Nuovo successo degli scienziati italiani

Inventato un sensore per individuare il cancro

Inventato un biosensore in grado di individuare i tumori. Il progetto è stato svolto presso l’università americana di Case Western Reserve University a Cleveland in collaborazione con l’Istituto di Nanotecnologia (Cnr–Nanotec) di Rende

Redazione
Inventato un sensore per individuare il cancro

Foto ANSA

Buone notizie per la prevenzione del cancro. Italia e America hanno messo a punto una nuova tecnologia in grado di garantire diagnosi particolarmente accurate

La ricerca è nata dall’esigenza di individuare enzimi e proteine di bassissimo peso molecolare, indicative della presenza di cellule tumorali circolanti e tessuti cancerosi. La scoperta è tutta italiana. Il gruppo di ricerca di Giuseppe Strangi (Case Western Reserve University - USA) in collaborazione con l’Istituto di Nanotecnologia Cnr–Nanotec di Rende (Antonio De Luca) hanno sviluppato un biosensore basato su metamateriali nanostrutturati capace di infrangere limiti diagnostici e rispondere alle esigenze cliniche di moltissimi centri di ricerca sul cancro nel mondo. In particolare, si tratta di una piattaforma per ‘biosensing’ realizzata mettendo a sistema metamateriali iperbolici che agiscono da chip fotonici interrogati da luce laser, e da canali microfluidici per guidare i fluidi biologici da testare sulla superficie del sensore. I metamateriali sono materiali artificiali le quali proprietà fisiche sono ottenute dall’organizzazione di strutture plasmoniche su scala nanometrica. In maniera similare ai processi naturali, dove atomi e molecole vengono elegantemente assemblati per formare strutture con peculiari relazioni tra forma e funzione, i ricercatori hanno disegnato proprietà fisiche che vanno oltre quelle di materiali disponibili in natura, infrangendo barriere fisiche che per molto tempo sono state pensate come limiti insormontabili.


La ricerca riporta che con questa tecnica sono state rilevate proteine marcatrici di 244 Dalton, che dovrebbe consentire ai medici di individuare i tumori in fase iniziale. Il nanosensore, che sta nel palmo di una mano, agisce come un setaccio biologico, isolando una piccola molecola proteica di peso inferiore a 800 trilionesimi di un nanogrammo da una soluzione estremamente diluita di poche decine di molecole per microlitro.
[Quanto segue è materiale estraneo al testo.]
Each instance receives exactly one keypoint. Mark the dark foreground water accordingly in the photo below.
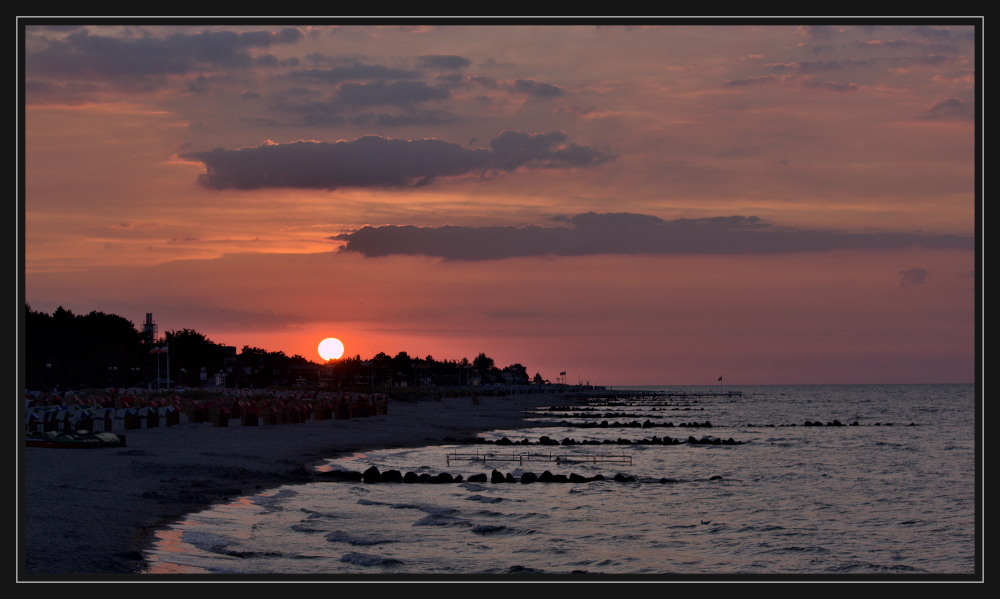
(881, 497)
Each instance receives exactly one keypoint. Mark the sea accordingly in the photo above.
(820, 481)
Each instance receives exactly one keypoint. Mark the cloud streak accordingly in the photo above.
(624, 233)
(373, 161)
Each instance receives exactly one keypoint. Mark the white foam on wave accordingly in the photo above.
(339, 536)
(205, 541)
(484, 498)
(441, 520)
(366, 559)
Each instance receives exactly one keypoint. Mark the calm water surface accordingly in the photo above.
(879, 497)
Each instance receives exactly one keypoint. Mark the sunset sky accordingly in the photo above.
(631, 204)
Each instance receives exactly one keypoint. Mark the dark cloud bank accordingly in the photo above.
(624, 233)
(373, 161)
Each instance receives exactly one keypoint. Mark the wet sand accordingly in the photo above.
(89, 513)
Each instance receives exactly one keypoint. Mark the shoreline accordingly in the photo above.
(93, 512)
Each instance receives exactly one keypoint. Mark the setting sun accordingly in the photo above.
(330, 348)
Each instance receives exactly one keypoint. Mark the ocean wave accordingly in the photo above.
(441, 520)
(343, 537)
(366, 559)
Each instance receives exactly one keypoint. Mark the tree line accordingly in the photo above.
(98, 350)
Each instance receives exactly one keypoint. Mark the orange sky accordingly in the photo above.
(162, 175)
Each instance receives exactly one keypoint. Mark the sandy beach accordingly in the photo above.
(92, 511)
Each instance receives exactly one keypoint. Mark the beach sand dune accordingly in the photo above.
(93, 511)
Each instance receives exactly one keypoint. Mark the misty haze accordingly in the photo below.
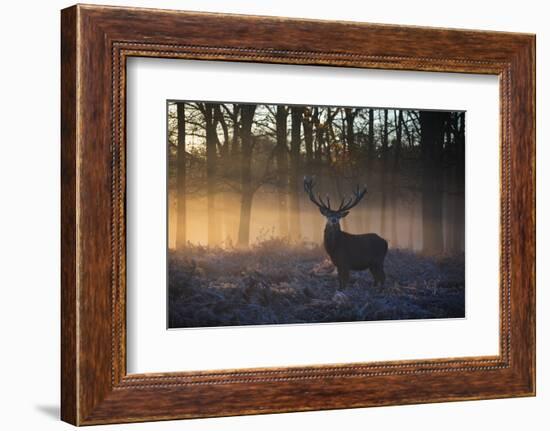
(282, 214)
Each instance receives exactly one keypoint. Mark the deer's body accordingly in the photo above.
(349, 252)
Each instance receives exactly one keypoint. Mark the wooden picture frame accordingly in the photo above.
(95, 43)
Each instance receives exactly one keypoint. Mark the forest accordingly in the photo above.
(237, 211)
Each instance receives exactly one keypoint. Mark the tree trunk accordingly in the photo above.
(398, 117)
(211, 162)
(247, 192)
(295, 232)
(369, 167)
(432, 127)
(350, 135)
(383, 186)
(181, 210)
(282, 169)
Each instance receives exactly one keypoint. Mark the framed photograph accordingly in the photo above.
(264, 214)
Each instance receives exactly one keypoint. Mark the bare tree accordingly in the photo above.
(247, 189)
(181, 173)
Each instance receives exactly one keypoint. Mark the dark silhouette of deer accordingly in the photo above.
(347, 251)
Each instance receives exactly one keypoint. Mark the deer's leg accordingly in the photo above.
(378, 275)
(343, 277)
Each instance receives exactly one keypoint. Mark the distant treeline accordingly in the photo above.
(240, 160)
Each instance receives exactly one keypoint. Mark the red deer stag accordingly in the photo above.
(348, 251)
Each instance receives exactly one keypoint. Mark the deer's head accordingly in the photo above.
(333, 215)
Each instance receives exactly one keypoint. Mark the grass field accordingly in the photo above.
(276, 282)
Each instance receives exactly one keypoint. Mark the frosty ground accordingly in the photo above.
(275, 282)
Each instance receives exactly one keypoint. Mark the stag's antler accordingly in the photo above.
(345, 205)
(353, 200)
(309, 183)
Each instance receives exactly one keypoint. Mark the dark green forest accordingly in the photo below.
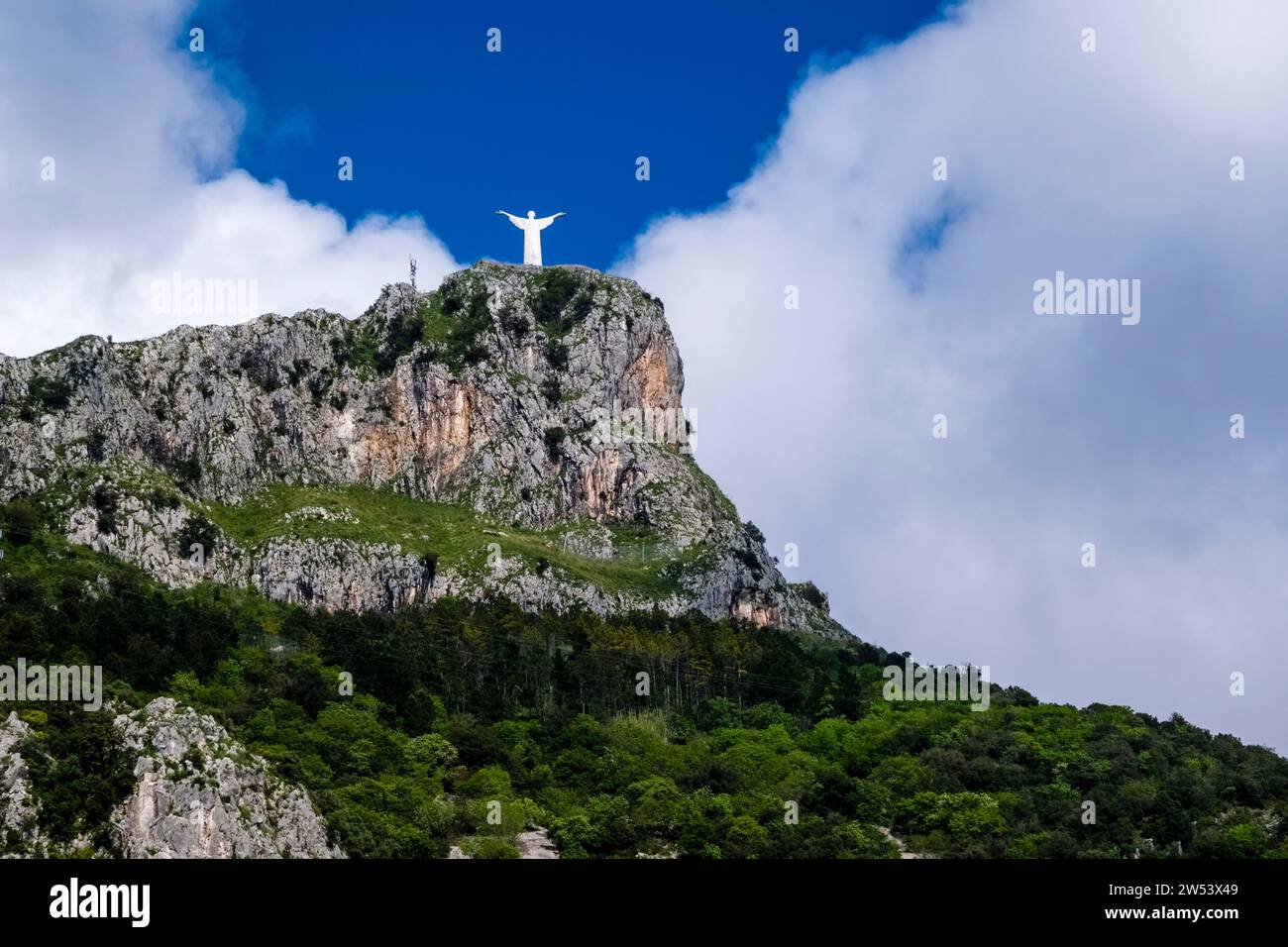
(456, 706)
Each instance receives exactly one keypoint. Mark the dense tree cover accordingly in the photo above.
(462, 712)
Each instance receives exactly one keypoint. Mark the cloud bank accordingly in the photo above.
(143, 187)
(915, 299)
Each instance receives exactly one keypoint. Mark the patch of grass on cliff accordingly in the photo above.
(561, 299)
(454, 534)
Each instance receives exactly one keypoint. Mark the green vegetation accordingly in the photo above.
(44, 395)
(460, 706)
(455, 535)
(78, 772)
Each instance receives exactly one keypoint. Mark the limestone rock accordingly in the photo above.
(488, 393)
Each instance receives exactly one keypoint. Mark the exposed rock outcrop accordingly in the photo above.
(201, 795)
(539, 398)
(197, 793)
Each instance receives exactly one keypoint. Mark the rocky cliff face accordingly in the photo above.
(544, 402)
(197, 793)
(201, 795)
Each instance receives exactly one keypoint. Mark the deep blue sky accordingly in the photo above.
(439, 127)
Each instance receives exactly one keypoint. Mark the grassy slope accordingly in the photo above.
(458, 536)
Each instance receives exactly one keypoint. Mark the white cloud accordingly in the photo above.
(143, 144)
(1061, 429)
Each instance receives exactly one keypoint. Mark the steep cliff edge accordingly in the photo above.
(194, 793)
(514, 432)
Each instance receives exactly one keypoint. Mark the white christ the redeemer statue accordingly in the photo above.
(531, 227)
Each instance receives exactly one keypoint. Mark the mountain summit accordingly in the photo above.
(514, 432)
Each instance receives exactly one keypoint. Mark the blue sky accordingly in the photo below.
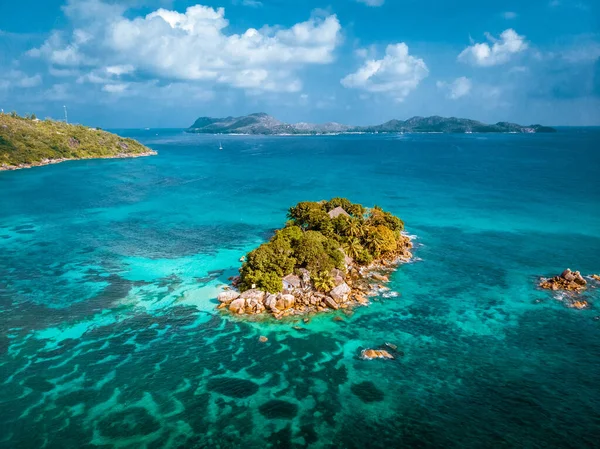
(162, 63)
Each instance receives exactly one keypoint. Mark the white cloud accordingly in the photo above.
(30, 81)
(118, 70)
(372, 2)
(115, 88)
(397, 74)
(456, 89)
(18, 79)
(500, 52)
(252, 3)
(190, 46)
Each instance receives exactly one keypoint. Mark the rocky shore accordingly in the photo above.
(573, 283)
(353, 287)
(567, 280)
(59, 160)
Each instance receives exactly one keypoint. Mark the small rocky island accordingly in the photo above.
(330, 255)
(29, 142)
(569, 281)
(264, 124)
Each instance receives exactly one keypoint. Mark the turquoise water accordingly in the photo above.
(109, 270)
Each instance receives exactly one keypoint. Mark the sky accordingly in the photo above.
(163, 63)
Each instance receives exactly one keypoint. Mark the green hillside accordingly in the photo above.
(29, 142)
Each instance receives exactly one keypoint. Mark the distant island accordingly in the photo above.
(261, 123)
(29, 142)
(330, 255)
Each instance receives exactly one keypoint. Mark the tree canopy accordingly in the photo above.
(313, 240)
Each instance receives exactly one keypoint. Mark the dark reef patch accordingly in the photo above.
(367, 392)
(134, 421)
(38, 383)
(278, 409)
(232, 387)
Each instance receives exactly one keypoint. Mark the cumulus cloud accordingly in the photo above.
(114, 88)
(500, 52)
(397, 74)
(189, 46)
(456, 89)
(16, 79)
(372, 2)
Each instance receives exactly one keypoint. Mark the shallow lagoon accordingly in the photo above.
(109, 270)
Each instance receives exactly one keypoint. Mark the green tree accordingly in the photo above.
(352, 247)
(323, 281)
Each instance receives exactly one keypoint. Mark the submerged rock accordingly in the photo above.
(278, 409)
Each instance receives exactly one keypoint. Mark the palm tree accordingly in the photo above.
(354, 228)
(352, 247)
(323, 281)
(374, 242)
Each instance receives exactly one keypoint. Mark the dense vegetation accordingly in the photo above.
(313, 240)
(26, 140)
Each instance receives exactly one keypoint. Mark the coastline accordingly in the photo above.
(357, 285)
(358, 133)
(57, 161)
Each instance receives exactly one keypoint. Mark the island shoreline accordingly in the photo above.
(58, 161)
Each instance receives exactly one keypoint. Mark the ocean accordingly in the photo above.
(109, 270)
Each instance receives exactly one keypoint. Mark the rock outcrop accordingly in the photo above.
(370, 354)
(568, 280)
(228, 296)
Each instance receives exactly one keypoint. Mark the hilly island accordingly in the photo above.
(261, 123)
(28, 142)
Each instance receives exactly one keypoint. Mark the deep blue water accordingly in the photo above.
(109, 271)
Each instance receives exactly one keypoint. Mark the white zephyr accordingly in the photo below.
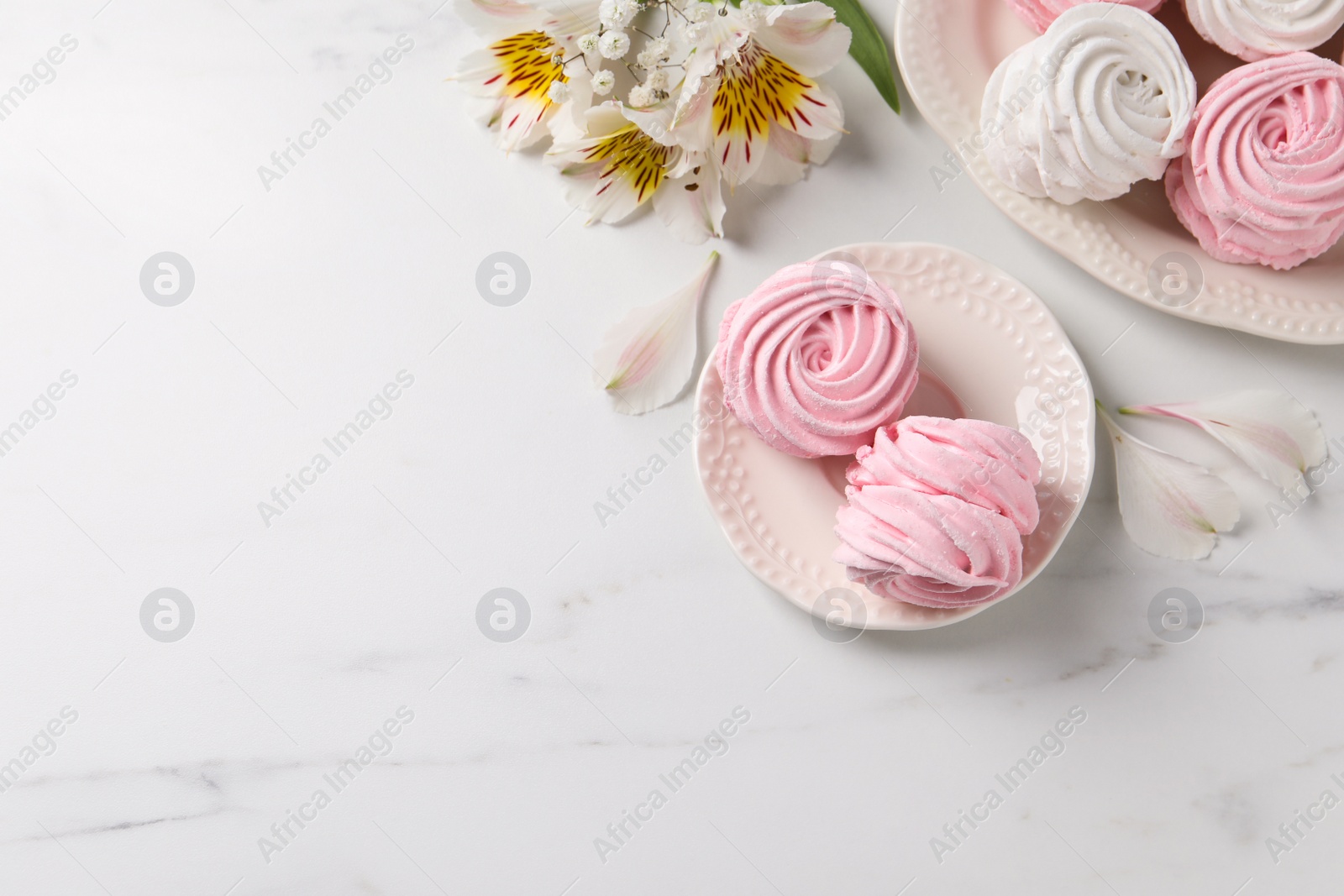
(648, 358)
(1272, 432)
(1171, 506)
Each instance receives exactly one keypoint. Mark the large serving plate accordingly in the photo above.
(948, 49)
(990, 348)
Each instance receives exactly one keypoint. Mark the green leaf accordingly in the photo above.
(869, 49)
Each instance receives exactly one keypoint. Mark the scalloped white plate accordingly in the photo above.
(991, 349)
(948, 49)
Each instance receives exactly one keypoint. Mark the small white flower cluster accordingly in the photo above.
(613, 42)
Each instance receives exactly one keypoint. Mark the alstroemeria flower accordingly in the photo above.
(617, 165)
(750, 97)
(1169, 506)
(531, 49)
(648, 358)
(1270, 432)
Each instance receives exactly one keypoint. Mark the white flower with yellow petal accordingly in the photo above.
(627, 159)
(750, 96)
(530, 50)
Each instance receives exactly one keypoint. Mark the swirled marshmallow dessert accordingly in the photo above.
(1257, 29)
(937, 511)
(1039, 13)
(1263, 179)
(1092, 107)
(817, 358)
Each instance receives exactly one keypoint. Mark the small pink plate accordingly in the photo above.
(991, 349)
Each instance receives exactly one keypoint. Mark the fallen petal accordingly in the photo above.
(1272, 432)
(648, 358)
(1169, 506)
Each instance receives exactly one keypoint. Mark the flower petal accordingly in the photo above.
(691, 202)
(648, 358)
(1272, 432)
(615, 168)
(1171, 506)
(806, 36)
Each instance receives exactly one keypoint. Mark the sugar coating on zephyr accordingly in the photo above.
(1095, 105)
(1263, 179)
(1258, 29)
(937, 510)
(817, 358)
(1041, 13)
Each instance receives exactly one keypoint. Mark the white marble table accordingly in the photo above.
(318, 625)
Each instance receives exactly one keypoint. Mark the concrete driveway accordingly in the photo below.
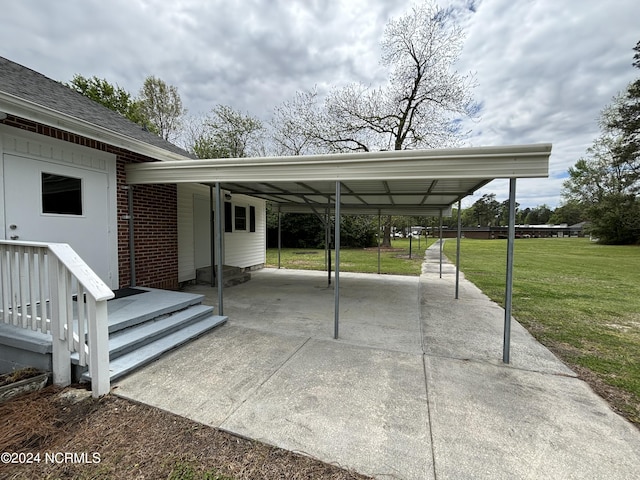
(414, 388)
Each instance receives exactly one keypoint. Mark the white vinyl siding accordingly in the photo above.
(242, 248)
(186, 257)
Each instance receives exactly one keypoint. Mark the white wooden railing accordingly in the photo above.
(47, 287)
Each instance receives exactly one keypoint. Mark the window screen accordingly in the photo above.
(61, 195)
(241, 218)
(252, 219)
(228, 219)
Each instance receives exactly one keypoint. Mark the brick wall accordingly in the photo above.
(155, 211)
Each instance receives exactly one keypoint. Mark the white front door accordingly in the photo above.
(202, 231)
(50, 202)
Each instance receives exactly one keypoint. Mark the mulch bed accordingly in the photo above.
(114, 438)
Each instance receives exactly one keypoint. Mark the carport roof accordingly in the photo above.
(409, 182)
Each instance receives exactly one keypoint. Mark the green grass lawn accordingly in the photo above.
(580, 299)
(392, 262)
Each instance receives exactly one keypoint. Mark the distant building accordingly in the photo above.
(522, 231)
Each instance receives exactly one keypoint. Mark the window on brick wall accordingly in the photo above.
(252, 219)
(240, 218)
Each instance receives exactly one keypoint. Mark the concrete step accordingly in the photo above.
(125, 341)
(127, 312)
(231, 276)
(141, 356)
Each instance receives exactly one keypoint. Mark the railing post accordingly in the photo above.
(61, 357)
(99, 348)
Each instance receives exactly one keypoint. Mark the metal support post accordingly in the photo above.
(337, 268)
(440, 228)
(458, 236)
(279, 236)
(509, 280)
(219, 247)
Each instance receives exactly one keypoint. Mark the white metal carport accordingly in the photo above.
(402, 182)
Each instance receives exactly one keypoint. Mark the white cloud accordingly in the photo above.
(545, 68)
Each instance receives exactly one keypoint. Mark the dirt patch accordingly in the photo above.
(68, 434)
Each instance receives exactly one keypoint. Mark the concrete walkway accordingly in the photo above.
(414, 388)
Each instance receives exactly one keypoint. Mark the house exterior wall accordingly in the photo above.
(155, 214)
(243, 249)
(92, 233)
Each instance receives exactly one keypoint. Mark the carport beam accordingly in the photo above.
(509, 280)
(337, 267)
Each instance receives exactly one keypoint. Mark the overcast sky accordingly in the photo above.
(545, 68)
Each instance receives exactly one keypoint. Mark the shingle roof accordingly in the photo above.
(32, 86)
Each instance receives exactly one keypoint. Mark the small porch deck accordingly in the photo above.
(142, 326)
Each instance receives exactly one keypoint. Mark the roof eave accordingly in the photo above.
(28, 110)
(523, 161)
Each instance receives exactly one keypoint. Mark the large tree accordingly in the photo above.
(225, 133)
(162, 106)
(624, 118)
(111, 96)
(607, 180)
(419, 107)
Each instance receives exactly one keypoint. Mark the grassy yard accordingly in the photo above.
(394, 261)
(580, 299)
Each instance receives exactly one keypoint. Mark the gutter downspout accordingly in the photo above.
(132, 250)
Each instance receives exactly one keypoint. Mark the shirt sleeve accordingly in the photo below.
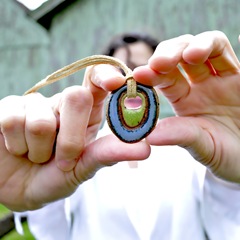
(221, 208)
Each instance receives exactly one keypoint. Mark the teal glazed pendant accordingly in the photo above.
(132, 124)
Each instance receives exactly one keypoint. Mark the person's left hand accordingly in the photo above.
(205, 95)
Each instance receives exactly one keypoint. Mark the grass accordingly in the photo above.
(13, 235)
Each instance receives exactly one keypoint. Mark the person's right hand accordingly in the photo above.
(48, 146)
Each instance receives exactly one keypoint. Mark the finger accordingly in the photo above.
(74, 110)
(169, 53)
(189, 133)
(12, 122)
(107, 151)
(215, 46)
(40, 128)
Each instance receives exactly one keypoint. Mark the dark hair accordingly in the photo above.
(128, 38)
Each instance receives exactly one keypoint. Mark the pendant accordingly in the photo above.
(132, 119)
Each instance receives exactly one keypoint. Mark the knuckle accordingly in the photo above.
(41, 128)
(12, 123)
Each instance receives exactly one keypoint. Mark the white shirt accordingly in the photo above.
(167, 197)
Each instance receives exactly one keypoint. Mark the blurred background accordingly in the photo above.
(36, 39)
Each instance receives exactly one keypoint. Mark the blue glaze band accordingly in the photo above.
(135, 134)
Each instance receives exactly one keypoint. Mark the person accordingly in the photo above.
(168, 196)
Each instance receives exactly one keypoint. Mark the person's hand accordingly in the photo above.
(47, 146)
(205, 95)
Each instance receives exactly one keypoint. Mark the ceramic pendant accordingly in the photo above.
(132, 119)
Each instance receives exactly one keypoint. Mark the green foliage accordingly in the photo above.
(13, 235)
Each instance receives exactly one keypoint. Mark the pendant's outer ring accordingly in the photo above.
(136, 134)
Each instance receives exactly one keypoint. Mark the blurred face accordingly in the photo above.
(136, 54)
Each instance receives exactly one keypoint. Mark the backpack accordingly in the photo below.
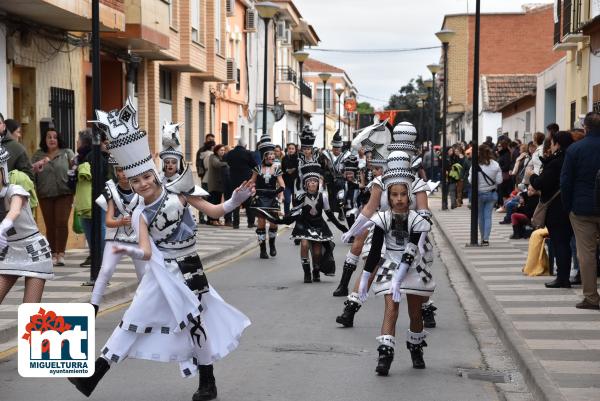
(456, 171)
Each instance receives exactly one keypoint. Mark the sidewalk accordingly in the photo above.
(216, 245)
(556, 345)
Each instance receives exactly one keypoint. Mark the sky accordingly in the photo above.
(386, 24)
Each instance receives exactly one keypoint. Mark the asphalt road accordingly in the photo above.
(294, 350)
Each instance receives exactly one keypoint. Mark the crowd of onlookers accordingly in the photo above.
(549, 191)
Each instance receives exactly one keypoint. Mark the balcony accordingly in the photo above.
(68, 15)
(146, 32)
(288, 91)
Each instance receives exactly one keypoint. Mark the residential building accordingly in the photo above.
(511, 43)
(327, 102)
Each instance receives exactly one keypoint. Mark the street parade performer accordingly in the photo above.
(118, 201)
(24, 251)
(375, 139)
(404, 136)
(310, 227)
(171, 155)
(269, 191)
(402, 270)
(175, 314)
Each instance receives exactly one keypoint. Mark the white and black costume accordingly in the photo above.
(124, 202)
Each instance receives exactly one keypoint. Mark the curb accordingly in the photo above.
(117, 293)
(536, 377)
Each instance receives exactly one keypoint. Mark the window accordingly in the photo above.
(196, 21)
(327, 98)
(166, 90)
(218, 12)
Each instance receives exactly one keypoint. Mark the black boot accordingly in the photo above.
(342, 289)
(207, 390)
(386, 356)
(516, 233)
(316, 275)
(416, 354)
(306, 268)
(87, 384)
(347, 317)
(272, 237)
(428, 313)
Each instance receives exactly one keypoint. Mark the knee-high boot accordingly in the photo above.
(207, 389)
(272, 237)
(261, 234)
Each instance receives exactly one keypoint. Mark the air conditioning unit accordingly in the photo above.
(231, 70)
(250, 20)
(230, 7)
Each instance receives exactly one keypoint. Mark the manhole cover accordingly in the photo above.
(485, 375)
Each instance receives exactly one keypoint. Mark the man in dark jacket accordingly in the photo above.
(18, 155)
(241, 162)
(579, 185)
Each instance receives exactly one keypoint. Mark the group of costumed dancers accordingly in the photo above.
(149, 219)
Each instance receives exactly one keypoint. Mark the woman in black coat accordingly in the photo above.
(557, 219)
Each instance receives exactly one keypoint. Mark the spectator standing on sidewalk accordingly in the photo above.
(51, 164)
(241, 162)
(557, 218)
(18, 155)
(289, 166)
(489, 177)
(580, 189)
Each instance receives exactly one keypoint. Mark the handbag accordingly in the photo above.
(538, 220)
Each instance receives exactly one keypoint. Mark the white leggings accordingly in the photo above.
(109, 265)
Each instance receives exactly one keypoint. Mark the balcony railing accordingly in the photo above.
(305, 89)
(287, 74)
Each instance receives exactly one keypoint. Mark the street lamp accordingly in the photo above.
(445, 35)
(339, 92)
(267, 11)
(324, 77)
(301, 57)
(428, 83)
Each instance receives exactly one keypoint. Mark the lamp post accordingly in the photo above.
(267, 11)
(324, 77)
(444, 36)
(429, 85)
(475, 136)
(339, 92)
(301, 57)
Giuseppe Strangi e Nima Sharifi - Case Comprehensive Cancer Center (USA) - hanno iniziato a testare il sensore con proteine correlate a tumori della prostata e del pancreas. I ricercatori sostengono che questa nuova tecnologia di rilevamento potrebbe aiutarli non solo a rilevare i tumori, ma a distinguere il sottoinsieme della patologia, comprendere ciò che guida la crescita e la diffusione delle cellule tumorali ed a cosa queste sono sensibili.